The hold of politicians to the electoral processes of sports federations cannot, of course, be legally challenged.

Update: 2023-12-22 17:45 GMT
BJP MP Brij Bhushan Sharan Singh with the newly-elected president of the Wrestling Federation of India (WFI) Sanjay Singh at the former's residence, in New Delhi, Thursday, Dec. 21, 2023. (PTI Photo/Manvender Vashist Lav)

It was a sad day for the sport of wrestling when the prominent athlete Sakshi Malik placed her wrestling shoes on the table at a press conference and announced that she was quitting the sport.

Just earlier, the five-time MP Brij Bhushan Sharan Singh’s acolyte Sanjay Singh had won the election for the Wrestling Federation of India president’s post trouncing medal-winning wrestler Anita Sheoran by 40 votes to seven.

A politician or his aide winning an election to an administrative post in a sports body is not uncommon. In fact, sport in free India is riddled with a proliferation of politicians seeking to soak in the popularity of sport and sportspeople by seeking office.

What made the scenario worse for wrestling, a sport that has landed India many medals at the world, Commonwealth and Asian levels for close to 100 years now, is that the politician who swung this election was the one accused of sexually harassing and exploiting female wrestlers and against whom athletes have been agitating for close to a year now.

Had the former WFI president Brij Bhushan Sharan Singh not been a politician who is electorally important in Uttar Pradesh, he may have been counting bars as even a Pocso case was registered against him, besides serious charges of exploiting women athletes.

Such is his political clout that he remains not only free while courts take their time over cases registered against him, but also is much feted as a leader with an outsize influence on the popular sport of wrestling that he controlled until he became ineligible to run for the top post again.  The hold of politicians to the electoral processes of sports federations cannot, of course, be legally challenged.

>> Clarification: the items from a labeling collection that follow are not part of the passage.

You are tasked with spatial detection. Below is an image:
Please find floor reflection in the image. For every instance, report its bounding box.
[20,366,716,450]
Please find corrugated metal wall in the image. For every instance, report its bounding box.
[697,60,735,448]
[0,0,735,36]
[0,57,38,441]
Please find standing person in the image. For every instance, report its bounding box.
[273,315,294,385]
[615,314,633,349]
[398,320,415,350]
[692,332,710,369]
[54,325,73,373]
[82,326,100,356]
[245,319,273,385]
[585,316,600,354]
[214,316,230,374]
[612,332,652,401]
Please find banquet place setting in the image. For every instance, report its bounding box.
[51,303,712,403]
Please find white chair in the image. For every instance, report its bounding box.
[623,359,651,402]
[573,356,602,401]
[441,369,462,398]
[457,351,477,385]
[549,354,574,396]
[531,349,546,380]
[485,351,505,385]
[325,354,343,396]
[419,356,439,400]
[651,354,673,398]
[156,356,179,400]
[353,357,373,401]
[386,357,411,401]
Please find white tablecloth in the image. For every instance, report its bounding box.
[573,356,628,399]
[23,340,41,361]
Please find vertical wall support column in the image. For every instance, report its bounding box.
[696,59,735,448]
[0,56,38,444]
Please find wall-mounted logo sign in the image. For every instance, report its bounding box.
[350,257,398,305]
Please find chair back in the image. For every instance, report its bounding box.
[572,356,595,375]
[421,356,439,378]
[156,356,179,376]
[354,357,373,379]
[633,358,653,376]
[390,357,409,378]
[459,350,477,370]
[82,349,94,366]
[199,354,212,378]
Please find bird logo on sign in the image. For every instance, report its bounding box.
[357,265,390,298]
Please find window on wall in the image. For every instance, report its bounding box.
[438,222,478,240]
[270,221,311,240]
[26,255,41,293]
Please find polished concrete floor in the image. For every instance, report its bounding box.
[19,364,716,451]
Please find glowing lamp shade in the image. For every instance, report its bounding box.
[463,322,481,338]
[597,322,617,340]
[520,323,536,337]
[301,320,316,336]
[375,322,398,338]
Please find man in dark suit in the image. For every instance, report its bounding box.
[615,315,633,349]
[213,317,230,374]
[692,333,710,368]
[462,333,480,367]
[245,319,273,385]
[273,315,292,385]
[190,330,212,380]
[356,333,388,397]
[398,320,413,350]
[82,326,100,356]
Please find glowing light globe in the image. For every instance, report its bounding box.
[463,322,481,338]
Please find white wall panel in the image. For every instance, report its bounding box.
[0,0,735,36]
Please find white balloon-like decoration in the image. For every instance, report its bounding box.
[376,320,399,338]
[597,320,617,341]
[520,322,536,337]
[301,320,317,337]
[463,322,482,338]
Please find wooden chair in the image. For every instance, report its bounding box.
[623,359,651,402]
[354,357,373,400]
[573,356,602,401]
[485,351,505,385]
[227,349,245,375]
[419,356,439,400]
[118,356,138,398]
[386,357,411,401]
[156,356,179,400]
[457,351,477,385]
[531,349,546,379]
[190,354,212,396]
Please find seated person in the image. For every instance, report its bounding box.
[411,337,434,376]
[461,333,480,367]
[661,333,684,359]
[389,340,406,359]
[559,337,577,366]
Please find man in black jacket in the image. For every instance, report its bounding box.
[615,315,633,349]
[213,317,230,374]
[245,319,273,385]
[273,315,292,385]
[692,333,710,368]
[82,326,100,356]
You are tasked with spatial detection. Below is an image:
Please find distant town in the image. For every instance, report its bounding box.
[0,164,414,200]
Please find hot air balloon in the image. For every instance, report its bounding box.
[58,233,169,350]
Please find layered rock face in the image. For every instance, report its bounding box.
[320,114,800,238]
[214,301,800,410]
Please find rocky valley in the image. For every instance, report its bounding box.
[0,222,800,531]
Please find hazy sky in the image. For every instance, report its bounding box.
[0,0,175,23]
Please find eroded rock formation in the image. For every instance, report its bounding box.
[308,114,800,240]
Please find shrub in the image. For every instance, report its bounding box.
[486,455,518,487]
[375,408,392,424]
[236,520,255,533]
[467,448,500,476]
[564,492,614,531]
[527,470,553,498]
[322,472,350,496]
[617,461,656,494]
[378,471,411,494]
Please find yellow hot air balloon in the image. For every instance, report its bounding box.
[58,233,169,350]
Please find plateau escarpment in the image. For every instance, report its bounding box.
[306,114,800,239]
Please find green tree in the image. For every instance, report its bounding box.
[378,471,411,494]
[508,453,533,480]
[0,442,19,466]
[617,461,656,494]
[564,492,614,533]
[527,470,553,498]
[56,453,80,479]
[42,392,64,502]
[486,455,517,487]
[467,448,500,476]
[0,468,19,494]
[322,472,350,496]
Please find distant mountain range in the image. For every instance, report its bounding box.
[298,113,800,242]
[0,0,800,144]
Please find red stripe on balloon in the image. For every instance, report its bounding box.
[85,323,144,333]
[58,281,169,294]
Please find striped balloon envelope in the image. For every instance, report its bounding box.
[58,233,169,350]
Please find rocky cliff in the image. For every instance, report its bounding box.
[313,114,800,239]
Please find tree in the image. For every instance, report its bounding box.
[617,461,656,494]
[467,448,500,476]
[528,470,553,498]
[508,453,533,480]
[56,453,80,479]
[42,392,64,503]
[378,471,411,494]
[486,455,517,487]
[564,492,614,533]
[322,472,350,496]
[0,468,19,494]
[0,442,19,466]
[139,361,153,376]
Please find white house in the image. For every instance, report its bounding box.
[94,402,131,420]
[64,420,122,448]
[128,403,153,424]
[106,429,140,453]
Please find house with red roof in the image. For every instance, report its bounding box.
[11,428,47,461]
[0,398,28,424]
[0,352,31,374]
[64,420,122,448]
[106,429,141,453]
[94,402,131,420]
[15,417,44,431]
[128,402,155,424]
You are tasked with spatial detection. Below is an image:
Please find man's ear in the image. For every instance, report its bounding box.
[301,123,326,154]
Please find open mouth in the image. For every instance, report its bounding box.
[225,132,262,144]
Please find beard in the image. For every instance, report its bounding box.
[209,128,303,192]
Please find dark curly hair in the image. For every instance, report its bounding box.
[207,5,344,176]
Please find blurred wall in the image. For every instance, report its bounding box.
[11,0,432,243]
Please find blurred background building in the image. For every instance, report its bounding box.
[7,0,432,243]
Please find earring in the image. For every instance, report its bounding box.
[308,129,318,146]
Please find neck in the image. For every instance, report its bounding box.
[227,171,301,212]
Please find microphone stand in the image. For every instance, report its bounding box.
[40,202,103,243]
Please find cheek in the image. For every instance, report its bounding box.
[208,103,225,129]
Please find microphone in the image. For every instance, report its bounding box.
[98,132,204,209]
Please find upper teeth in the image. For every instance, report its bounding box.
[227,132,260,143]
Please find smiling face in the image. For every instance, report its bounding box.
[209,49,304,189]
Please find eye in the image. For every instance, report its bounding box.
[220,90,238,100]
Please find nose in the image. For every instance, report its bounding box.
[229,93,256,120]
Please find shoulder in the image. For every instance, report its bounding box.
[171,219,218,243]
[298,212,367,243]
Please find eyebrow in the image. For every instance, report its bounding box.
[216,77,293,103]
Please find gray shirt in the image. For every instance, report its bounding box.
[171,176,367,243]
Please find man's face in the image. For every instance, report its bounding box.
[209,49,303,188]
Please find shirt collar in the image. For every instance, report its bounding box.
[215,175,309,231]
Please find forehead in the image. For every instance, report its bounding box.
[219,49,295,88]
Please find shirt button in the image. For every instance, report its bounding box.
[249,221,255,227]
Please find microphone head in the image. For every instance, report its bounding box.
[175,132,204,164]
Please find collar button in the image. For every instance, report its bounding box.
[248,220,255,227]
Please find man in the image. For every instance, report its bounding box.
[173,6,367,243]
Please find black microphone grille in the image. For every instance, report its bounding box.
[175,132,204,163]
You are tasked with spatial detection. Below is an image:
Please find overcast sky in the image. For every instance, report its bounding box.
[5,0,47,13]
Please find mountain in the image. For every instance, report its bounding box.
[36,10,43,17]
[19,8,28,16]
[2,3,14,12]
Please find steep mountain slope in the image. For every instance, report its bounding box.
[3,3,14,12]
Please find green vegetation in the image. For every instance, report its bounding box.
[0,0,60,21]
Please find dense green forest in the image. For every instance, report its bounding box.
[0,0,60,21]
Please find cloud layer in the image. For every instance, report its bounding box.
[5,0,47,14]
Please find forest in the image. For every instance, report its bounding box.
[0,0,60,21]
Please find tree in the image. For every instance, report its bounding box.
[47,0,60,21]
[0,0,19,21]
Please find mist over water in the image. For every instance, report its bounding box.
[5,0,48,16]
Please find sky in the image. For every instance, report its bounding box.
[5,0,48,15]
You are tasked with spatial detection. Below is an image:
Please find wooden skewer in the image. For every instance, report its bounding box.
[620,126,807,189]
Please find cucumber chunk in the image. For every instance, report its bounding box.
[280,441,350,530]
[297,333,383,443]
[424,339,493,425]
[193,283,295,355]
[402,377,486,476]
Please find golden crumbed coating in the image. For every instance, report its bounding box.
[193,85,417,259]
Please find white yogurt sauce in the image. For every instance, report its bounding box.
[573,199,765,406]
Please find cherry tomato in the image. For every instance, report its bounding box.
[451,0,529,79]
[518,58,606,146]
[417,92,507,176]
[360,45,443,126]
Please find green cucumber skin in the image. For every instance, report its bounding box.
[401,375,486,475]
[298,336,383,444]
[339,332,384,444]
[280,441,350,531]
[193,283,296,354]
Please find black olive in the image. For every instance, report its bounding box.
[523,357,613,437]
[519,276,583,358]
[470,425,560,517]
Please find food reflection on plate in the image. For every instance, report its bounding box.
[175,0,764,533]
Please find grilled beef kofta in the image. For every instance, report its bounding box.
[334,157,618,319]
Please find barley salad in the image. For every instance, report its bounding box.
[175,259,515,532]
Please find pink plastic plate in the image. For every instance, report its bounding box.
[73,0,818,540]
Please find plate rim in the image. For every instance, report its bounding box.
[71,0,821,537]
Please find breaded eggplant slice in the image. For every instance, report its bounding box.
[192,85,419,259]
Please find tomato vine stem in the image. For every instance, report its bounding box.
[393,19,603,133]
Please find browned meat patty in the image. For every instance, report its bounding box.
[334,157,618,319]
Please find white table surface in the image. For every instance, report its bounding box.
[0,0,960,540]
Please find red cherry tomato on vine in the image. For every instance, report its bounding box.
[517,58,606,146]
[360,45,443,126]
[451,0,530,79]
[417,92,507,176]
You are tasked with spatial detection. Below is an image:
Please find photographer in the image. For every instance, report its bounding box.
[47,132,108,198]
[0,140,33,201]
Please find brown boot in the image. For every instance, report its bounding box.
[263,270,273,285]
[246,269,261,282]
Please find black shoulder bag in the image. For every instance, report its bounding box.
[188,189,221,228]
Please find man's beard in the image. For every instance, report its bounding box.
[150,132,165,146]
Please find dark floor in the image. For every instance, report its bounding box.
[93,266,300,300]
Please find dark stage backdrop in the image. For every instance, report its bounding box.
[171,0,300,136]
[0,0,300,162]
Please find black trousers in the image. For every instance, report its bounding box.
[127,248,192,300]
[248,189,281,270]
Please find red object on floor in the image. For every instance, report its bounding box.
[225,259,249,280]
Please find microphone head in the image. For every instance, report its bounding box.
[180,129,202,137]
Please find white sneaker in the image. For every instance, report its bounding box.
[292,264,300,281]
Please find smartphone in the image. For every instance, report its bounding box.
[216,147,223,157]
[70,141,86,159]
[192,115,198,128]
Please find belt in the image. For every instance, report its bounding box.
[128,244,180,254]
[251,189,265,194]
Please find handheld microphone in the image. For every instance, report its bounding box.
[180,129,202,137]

Wrestling may not be the first sport to witness allegations of sexual exploitation of young athletes of both sexes, but it was an extreme case that athletes could do little about despite at least three prominent performers throwing their all into opposing an administrator accused of being a sexual predator. It is a comment on society that politicians should hold such sway as to have their way even in sports administration.